First came a study in November suggesting that high-rise public housing in Baltimore has proven a failure as a place for young families to develop. Now comes evidence that one of the few alternatives -- so-called "scattered-site housing," consisting largely of renovated row houses in poor, inner-city neighborhoods -- is also in trouble. Yesterday The Evening Sun's Joan Jacobson reported that some 300 units owned by the Housing Authority currently are vacant, and that many have been so severely vandalized they lack plumbing, aluminum windows and even the plywood planks the city installed to board them up.
To put the figures in perspective, the 300 row houses in question represent only a relatively small fraction of the city's 18,000 public housing units, which include high-rise projects, senior citizens' housing and conventional low-rise developments. Yet the shocking fact is, the current number of vacant and abandoned units still represents an increase of between 500 percent and 600 percent over just a few years ago. What accounts for the spiraling number of vacant dwellings at the very time homelessness is on the rise?

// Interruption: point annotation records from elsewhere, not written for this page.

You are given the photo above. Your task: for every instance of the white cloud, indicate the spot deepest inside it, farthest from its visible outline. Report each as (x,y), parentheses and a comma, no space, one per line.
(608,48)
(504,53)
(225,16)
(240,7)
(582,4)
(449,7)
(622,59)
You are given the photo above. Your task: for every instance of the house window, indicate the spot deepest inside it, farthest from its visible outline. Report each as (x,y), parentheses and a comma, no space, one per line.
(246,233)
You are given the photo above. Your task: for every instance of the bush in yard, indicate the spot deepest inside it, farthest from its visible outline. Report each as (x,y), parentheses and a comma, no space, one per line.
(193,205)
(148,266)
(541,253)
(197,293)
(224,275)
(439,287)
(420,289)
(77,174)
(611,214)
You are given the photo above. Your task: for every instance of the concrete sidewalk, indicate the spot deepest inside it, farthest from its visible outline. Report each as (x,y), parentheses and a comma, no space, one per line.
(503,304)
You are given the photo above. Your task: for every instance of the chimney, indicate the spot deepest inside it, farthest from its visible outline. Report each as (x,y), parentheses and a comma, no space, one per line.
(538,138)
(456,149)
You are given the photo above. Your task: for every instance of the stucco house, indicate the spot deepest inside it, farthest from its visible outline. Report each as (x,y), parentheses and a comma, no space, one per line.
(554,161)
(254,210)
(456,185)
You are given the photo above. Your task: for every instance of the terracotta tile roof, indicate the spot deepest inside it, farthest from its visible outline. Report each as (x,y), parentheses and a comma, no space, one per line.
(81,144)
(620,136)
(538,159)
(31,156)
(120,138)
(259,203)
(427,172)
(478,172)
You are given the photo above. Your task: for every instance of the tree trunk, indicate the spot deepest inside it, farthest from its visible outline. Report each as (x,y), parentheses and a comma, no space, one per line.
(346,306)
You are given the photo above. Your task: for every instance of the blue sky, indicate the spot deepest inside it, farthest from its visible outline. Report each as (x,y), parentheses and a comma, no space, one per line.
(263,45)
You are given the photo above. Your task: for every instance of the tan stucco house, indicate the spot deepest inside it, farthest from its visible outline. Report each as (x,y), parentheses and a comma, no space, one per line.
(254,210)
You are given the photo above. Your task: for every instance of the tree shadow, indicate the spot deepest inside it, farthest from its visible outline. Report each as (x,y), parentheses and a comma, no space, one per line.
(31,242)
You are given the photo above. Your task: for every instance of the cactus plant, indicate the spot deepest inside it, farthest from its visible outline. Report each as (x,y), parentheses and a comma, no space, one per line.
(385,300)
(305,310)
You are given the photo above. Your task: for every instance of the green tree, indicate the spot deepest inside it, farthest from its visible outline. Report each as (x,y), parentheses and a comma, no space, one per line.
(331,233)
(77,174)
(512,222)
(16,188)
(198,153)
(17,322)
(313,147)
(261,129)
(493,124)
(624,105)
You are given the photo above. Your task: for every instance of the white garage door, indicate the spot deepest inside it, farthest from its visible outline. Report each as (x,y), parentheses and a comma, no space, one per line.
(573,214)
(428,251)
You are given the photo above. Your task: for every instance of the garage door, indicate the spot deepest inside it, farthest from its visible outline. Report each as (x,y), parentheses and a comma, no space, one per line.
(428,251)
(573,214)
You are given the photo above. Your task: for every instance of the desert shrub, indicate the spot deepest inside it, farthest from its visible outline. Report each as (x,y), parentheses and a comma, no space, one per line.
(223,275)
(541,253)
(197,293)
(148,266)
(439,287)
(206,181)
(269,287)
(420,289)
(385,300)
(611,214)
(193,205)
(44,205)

Several explanations have been offered. Housing officials say many of the vacant units are "partial-rehabs" -- buildings taken over by the Housing Authority 20 years ago that were never completely restored and are now showing their age. In addition, new federal rules and red tape make restoring such units more difficult and expensive than in the past; as a result, vandalized units tend to stay vacant longer. Finally, the drug crisis and the rise in inner-city poverty over the last decade have intensified the isolation and desperation of families in public housing, leaving poor residents less able than ever to cope with eviction and abandonment.